ExxonMobil, in partnership with Canadian affiliate Imperial Oil through a jointly-owned affiliate called WCC LNG, filed an application to export up to 30 million tonnes of LNG a year for 25 years with the National Energy Board.
Exxon considered eight potential export facility sites in the Kitimat and Prince Rupert areas before deciding on Tuck Inlet, which has a deep-water shipping area and is within easy access to marine transport routes. Prince Rupert is 200km northwest of Kitimat.
Woodside signed a binding transaction in December worth $3.35 billion to acquire Apache Energy's stake in the Canadian Kitimat LNG project, along with the American major's stake in the Chevron-operated Wheatstone operation in Western Australia and the nearby Balnaves oil project.
The WCC LNG project would leverage the "extensive expertise" of both ExxonMobil and Imperial to develop the project resource in a "safe and environmentally responsible manner" that integrated community engagement into every aspect of the business.
Exxon has 40 years of experience developing LNG projects in Qatar, Indonesia and New Guinea and now wants to develop one in Canada.
"[The] WCC LNG project believes that Canada and BC are well positioned to further grow domestic gas production and provide globally competitive and sustainable LNG exports to attractive Asian and global markets," the application said.
Imperial Oil spokesman Pius Rolheiser told CBC News' The Early Edition that the JV was at "a relatively early stage of project definition".
"Potential investment in an LNG project would be dependent on a range of factors, including outlooks for long term markets, competitive fiscal arrangements, the general investment climate — in order for an LNG project to go, you need a number of things to be present," he said.

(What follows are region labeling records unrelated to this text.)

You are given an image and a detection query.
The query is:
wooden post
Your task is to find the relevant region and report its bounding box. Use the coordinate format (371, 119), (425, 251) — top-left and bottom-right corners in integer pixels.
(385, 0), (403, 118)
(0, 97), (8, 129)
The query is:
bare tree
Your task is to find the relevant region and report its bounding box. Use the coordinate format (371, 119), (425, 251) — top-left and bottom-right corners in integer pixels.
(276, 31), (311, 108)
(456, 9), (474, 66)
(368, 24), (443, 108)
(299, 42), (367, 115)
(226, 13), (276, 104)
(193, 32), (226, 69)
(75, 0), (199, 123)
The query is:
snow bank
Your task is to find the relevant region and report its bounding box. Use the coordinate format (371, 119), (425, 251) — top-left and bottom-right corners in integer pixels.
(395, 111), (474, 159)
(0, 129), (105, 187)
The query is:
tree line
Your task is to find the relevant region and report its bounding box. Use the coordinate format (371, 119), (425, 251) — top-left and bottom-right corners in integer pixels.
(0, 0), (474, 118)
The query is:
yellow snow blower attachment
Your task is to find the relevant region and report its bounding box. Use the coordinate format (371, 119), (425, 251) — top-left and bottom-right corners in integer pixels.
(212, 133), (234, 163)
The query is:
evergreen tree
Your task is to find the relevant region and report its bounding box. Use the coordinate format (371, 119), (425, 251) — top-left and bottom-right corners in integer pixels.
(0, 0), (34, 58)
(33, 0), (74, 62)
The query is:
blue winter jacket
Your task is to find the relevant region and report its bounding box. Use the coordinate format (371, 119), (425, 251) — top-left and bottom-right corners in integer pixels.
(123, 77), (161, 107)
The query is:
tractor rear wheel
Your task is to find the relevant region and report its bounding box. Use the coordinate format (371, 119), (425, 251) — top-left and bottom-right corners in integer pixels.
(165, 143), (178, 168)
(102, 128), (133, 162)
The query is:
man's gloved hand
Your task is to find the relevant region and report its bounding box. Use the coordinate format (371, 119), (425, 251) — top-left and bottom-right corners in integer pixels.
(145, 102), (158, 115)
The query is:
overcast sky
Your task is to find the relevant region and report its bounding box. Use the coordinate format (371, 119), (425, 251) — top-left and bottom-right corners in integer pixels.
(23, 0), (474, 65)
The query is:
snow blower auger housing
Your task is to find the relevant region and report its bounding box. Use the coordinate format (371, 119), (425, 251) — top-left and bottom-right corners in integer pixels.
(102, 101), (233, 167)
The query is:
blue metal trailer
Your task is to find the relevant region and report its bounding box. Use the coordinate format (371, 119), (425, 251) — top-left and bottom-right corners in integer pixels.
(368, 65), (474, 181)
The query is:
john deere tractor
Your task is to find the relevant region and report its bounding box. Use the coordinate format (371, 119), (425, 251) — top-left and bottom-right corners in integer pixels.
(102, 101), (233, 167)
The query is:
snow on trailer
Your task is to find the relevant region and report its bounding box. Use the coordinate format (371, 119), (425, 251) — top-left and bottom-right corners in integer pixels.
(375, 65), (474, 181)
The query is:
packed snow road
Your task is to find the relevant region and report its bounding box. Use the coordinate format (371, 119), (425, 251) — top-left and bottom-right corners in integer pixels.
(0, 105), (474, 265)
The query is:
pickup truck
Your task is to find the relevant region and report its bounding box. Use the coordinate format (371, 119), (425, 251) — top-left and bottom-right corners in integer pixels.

With stiff competition in the LNG market from other parts of the world, particularly Australia, Rolheiser said the NEB study in Canada concluded that the country had more than enough energy to meet its growing needs with significant amounts of energy potentially available for export - so it would be a viable location for a new export project.
With the oil price dropping lower than analysts had predicted, a recent Harvard University study said low oil prices would stop Canada from becoming a global LNG player until at least 2020.
However, Rolheiser said that ultimately investments depended on a range of factors including long-term markets, competitive fiscal arrangements and the general investment climate. He said that at this point the company was still at an early stage of assessing what made the project go.
ExxonMobil's move was foreshadowed in November when the major joined an alliance of companies promoting the development of an LNG industry in northern BC, called the British Columbia LNG Alliance, which already included Chevron Canada, Shell Canada Energy, Petronas and PetroleumBRUNEI.
The alliance said ExxonMobil had a licence to export as much as 30 million tonnes of LNG annually and the company had entered an option agreement with the City of Prince Rupert for a site at Tuck Inlet.
BC formally requested that its environmental assessment process be permitted as a substitute for the federal Canadian Environmental Assessment Agency's review process.
The Canadian Environmental Assessment Act requires federal Environment Minister Leona Aglukkaq to approve the substitution request. The federal agency has given stakeholders until February 2 to submit comments on the project and its potential effects on the environment.
BC is pushing hard for an LNG industry, launching a jobs plan in 2011 that aims to have one LNG plant up and running this year and three by 2020. There are 18 LNG project proposals currently underway in BC, but investors have yet to make any final investment decisions.
In October, the provincial government dropped its proposed goal of a 7% income tax on the province's LNG industry to 3.5% for the next two decades.
BC finance minister Mike de Jong said the tax rate would start at 1.5% and stay there while LNG plants were operating at a loss and capital investments were being recouped.
Under the original 7% tax regime, BC said a medium-sized LNG facility would have brought in $C1.5 billion in tax revenue over 10 years, while under the revised bill that number would only be $800 million.
BC also proposed a new corporate income tax credit to reduce the provincial corporate income tax rate from 11% to as low as 8%, believing that framework to be competitive with other jurisdictions, including the US and Australia.